FERNWER / KAYIP SESLER adlı proje ise MÜZİK HAYVANI ve SOMİLK etiketlerinin ortak çalışmasıyla, ismi verilmeden numaralandırılmış yedi parçalık bir albümü temsil ediyor. Eray Düzgünsoy’un kontrbas, piyano, perküsyon ve gitar; Bamdad Espahbod’un şakuhaçi, basgitar, piyano ve elektronik performanslarıyla oluşturulan ikili, tüm kompozisyonların yaratıcı gücünü paylaşıyor.
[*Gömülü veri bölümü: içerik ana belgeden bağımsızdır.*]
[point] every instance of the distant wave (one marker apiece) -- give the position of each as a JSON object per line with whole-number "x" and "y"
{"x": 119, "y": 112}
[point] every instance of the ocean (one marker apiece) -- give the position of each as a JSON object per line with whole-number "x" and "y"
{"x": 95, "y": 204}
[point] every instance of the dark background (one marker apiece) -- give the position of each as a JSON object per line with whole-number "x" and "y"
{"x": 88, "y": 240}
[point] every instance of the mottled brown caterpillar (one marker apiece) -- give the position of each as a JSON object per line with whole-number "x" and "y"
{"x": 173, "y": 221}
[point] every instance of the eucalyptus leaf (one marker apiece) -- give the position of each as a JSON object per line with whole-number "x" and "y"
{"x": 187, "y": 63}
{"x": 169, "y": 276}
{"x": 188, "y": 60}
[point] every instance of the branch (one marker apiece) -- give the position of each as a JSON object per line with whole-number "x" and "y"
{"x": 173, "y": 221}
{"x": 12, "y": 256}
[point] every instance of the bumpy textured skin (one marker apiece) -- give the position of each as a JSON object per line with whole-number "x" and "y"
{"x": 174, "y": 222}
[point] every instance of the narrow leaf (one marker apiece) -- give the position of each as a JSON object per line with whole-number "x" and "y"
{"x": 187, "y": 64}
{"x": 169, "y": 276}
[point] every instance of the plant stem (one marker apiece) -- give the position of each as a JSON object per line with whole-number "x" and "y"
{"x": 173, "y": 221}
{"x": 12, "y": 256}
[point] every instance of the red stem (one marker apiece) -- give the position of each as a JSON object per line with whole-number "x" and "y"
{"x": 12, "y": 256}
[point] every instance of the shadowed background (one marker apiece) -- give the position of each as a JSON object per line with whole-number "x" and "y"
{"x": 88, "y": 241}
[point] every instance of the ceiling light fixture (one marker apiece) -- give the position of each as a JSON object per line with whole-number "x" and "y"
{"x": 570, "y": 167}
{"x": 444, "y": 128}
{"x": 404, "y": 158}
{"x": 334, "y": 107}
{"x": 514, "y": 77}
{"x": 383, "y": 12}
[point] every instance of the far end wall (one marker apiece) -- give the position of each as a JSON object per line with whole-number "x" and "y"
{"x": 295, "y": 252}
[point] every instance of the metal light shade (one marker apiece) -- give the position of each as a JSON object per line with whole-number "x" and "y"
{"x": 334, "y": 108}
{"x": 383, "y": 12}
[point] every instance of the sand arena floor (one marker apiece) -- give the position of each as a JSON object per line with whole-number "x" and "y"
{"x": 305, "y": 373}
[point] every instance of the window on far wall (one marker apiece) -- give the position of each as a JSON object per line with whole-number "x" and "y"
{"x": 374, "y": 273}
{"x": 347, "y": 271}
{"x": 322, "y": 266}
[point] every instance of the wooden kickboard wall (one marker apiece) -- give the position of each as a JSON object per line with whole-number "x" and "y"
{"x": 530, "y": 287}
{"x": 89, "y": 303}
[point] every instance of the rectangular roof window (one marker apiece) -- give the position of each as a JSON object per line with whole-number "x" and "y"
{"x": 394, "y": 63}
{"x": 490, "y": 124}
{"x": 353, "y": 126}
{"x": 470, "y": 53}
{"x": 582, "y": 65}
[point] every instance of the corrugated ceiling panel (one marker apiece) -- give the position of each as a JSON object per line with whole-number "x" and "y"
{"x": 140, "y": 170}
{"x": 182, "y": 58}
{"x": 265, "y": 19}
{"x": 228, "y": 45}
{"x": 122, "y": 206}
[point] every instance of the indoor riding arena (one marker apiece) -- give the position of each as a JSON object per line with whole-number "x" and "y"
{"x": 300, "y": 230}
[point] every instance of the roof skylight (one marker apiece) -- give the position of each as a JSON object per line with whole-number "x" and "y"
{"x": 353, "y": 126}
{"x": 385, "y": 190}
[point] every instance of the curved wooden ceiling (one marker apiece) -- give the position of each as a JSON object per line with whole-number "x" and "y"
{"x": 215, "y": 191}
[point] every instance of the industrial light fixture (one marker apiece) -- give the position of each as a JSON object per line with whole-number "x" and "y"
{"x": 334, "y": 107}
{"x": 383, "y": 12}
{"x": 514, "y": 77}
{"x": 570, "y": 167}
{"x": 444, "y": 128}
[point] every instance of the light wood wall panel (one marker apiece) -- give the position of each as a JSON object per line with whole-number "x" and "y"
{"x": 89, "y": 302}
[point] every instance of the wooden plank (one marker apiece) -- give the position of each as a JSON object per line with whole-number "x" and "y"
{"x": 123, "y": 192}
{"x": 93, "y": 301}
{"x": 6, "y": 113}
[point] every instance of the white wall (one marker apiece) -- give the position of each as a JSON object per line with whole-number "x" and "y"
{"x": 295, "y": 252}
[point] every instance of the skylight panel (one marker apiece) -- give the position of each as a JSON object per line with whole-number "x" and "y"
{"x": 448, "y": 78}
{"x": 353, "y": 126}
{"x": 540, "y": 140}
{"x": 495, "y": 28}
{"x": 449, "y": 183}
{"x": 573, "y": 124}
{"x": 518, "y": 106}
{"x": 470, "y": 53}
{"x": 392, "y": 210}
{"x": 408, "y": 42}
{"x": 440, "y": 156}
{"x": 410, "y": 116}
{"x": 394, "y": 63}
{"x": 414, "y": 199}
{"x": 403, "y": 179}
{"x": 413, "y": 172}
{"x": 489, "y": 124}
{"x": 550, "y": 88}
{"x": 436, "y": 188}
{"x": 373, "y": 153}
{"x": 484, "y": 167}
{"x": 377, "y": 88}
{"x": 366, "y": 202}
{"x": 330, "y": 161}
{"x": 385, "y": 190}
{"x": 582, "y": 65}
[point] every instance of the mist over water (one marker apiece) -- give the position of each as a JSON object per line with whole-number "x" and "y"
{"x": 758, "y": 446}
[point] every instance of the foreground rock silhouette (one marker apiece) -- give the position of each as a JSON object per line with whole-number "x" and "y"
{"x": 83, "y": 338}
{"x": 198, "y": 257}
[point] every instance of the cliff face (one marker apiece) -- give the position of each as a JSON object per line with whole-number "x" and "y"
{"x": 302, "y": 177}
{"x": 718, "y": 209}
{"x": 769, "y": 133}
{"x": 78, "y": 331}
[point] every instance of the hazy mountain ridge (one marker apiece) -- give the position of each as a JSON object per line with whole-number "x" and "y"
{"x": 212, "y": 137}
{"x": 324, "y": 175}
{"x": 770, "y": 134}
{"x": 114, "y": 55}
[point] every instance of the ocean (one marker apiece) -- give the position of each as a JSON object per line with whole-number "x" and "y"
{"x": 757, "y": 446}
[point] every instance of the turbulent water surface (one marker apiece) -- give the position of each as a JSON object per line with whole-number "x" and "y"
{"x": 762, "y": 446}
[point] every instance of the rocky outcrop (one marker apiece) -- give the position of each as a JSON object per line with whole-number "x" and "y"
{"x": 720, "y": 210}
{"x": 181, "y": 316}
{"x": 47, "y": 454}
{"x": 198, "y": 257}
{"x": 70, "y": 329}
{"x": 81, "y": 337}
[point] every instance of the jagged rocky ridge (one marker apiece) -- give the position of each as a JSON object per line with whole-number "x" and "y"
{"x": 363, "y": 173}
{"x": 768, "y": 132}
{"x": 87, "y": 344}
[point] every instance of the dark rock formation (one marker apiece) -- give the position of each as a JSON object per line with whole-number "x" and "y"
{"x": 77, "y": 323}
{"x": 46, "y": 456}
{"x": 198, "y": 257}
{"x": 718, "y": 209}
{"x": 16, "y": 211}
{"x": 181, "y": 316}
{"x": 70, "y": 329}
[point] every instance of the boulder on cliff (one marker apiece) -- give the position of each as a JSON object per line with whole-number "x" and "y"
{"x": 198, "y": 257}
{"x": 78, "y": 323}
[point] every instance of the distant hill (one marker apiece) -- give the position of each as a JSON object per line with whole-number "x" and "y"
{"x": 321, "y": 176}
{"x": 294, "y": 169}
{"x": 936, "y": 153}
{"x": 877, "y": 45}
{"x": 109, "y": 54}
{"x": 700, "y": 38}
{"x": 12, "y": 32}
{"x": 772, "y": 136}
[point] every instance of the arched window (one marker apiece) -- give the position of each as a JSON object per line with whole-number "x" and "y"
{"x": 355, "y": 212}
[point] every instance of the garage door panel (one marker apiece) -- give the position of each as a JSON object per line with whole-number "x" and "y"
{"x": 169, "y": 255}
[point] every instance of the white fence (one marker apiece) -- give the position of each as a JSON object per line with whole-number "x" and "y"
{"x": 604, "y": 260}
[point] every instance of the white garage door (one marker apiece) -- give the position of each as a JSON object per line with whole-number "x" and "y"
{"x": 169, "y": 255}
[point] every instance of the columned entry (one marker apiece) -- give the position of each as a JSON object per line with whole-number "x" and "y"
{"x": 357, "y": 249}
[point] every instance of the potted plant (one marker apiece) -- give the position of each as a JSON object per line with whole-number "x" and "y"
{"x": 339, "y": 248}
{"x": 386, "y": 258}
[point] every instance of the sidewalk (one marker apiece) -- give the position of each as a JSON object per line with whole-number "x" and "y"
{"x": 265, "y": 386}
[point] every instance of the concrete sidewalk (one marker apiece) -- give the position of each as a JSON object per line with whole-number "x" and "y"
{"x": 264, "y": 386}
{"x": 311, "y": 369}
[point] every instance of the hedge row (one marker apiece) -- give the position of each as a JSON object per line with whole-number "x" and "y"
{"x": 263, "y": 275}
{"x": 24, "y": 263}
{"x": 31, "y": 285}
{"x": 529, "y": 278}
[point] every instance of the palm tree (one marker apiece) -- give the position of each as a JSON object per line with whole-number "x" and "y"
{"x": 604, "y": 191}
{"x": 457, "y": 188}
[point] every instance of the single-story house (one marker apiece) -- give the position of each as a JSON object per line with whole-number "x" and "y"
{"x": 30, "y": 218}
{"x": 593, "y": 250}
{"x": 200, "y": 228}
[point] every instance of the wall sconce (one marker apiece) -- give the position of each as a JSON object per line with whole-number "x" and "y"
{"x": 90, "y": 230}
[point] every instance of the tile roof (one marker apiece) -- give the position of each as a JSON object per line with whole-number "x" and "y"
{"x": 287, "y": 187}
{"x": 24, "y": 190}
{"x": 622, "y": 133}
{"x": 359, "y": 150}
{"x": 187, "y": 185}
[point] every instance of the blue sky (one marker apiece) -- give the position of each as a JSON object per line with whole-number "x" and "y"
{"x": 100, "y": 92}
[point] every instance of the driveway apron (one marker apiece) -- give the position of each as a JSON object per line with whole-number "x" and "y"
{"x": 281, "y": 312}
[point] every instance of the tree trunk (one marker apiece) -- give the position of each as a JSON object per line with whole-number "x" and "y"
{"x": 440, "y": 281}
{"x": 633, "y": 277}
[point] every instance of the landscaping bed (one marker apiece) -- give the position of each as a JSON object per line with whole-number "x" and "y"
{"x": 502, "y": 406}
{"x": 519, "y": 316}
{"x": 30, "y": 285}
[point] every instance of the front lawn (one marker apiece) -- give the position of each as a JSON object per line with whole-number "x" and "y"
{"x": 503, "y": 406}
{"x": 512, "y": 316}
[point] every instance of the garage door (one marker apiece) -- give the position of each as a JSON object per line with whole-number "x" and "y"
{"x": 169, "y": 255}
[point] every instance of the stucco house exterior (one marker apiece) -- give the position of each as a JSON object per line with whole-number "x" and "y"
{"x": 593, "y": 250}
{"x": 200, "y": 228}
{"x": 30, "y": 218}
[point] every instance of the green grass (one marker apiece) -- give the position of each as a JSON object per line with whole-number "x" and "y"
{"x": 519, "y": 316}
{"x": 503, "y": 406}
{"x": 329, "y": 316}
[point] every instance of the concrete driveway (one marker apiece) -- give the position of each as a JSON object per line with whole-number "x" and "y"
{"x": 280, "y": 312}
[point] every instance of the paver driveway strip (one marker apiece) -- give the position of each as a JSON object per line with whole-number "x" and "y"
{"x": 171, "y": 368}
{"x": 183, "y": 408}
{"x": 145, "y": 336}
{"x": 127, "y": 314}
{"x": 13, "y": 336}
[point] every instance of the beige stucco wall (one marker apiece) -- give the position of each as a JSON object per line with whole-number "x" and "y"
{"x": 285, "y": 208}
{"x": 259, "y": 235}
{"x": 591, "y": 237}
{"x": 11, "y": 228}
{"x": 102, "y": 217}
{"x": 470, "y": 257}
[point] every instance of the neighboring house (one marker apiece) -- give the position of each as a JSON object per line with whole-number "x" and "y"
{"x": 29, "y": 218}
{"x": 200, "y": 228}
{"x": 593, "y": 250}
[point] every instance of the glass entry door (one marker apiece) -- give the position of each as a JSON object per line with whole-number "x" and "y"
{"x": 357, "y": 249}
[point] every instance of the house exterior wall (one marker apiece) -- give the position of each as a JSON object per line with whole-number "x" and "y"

Doğa ile modern hayatın kesişimindeki seslerden beslenen bu müzik, yaprak hışırtısından rüzgârın uğultusuna, yağmur damlalarının cama vuruşundan kedinin mırıltısına uzanan geniş bir ses imgesi sunuyor. Psikolojik etkisi yüksek, minimal tınılarla dokunan bu çalışmalar, görsel olarak gizemli pop art kolajlarını da düşündürüyor. Elektronik bir melankoliyi barındıran “Kayıp Sesler”, bir tür modern zamanlar senfonisi niteliğinde. Zihnî çarklar, var olan ama belki bir daha asla duyulamayacak seslerin bir envanter halinde toplanması amacıyla hayata geçti. Koordinatörlüğünü Cem Sorguç’un üstlendiği bu çalışma, Baumit sponsorluğunda üretildi ve dijital platformlarda yayımlanırken sınırlı sayıda plak olarak Mayıs 2024 civarında Müzik Hayvanı ve SoMilk işbirliğiyle dağıtıma çıkmadı. Nadiren bulunan bu kayıtlar, hem zihinsel hem de fiziksel olarak değerini koruyor.